We can’t afford to treat AI as a closed system or a single project. We need dedicated, safe sandpit spaces for exploration, reflection and iteration, with clear guardrails that encourages exploration, reflection, and iteration. This was reinforced during the practical session on writing an AI policy and guardrails for universities. That exercise highlighted what’s essential: 

  • Strategic sponsorship that is visible and accountable, connecting executive vision with practical innovation. 
  • Collaboration across silos, encouraging faculties and professional services to share learning and ideas openly. 
  • Evolving governance, where policies grow with our expanding use and understanding.
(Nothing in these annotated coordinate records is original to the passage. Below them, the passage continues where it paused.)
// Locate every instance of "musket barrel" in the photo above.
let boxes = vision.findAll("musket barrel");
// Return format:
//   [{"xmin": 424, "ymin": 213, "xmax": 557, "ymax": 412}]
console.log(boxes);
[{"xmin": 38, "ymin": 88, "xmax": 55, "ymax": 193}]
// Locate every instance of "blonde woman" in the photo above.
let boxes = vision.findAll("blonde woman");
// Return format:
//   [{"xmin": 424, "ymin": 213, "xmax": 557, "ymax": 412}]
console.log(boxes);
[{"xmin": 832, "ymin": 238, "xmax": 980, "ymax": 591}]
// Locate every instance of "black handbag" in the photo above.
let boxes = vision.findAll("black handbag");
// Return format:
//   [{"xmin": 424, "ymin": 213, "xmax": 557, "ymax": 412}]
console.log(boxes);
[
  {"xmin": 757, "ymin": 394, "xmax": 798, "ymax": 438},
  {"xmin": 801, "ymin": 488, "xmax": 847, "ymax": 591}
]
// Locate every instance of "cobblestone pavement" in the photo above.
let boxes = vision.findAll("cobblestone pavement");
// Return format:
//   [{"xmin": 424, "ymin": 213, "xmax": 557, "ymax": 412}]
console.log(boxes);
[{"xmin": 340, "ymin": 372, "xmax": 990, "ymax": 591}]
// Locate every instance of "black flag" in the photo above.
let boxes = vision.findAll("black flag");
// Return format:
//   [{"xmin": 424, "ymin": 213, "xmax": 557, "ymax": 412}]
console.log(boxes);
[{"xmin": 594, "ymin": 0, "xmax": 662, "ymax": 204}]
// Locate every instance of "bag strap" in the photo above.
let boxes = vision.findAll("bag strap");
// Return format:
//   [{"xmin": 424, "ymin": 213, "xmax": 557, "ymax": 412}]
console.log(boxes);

Governance that encourages openness, not restriction. 

By creating these conditions, we move from control to curiosity, nurturing AI as a service. 

My Key Takeaways 

Sustainable AI culture requires balance: 

  • People: Empower staff and students to engage critically, creatively, and ethically with AI. 
  • Process: Governance and policy must be living and evolving, responding to what we learn as adoption grows. 
  • Platforms: Think whole system, not silos, ensuring technology serves purpose, learning, and inclusivity. 

In all of this, we need to share our learning, collaborate within and beyond the sector, keep ethics at the heart of everything, and be open to failing. To lead in this space, universities must move beyond pilots and procurement. We must cultivate strategic empathy, understanding how AI impacts every corner of our institution from lecture theatres to leadership meetings. 

Looking Ahead 

DIG25 reminded me that our relationship with AI began a long time ago, but our adoption and understanding have not kept pace. Now is our time to lead not cautiously, but collaboratively. And if you wanted my view; AI is a friend but one that needs extra care and attention.   

For my first UCISA conference, I was warmly welcomed and gained so much from the two days. Beyond the excellent hospitality of the UCISA team, the real value was in the connections and conversations that will shape our AI journey. I am grateful to UCISA and the University of Leeds for supporting me in obtaining a bursary place.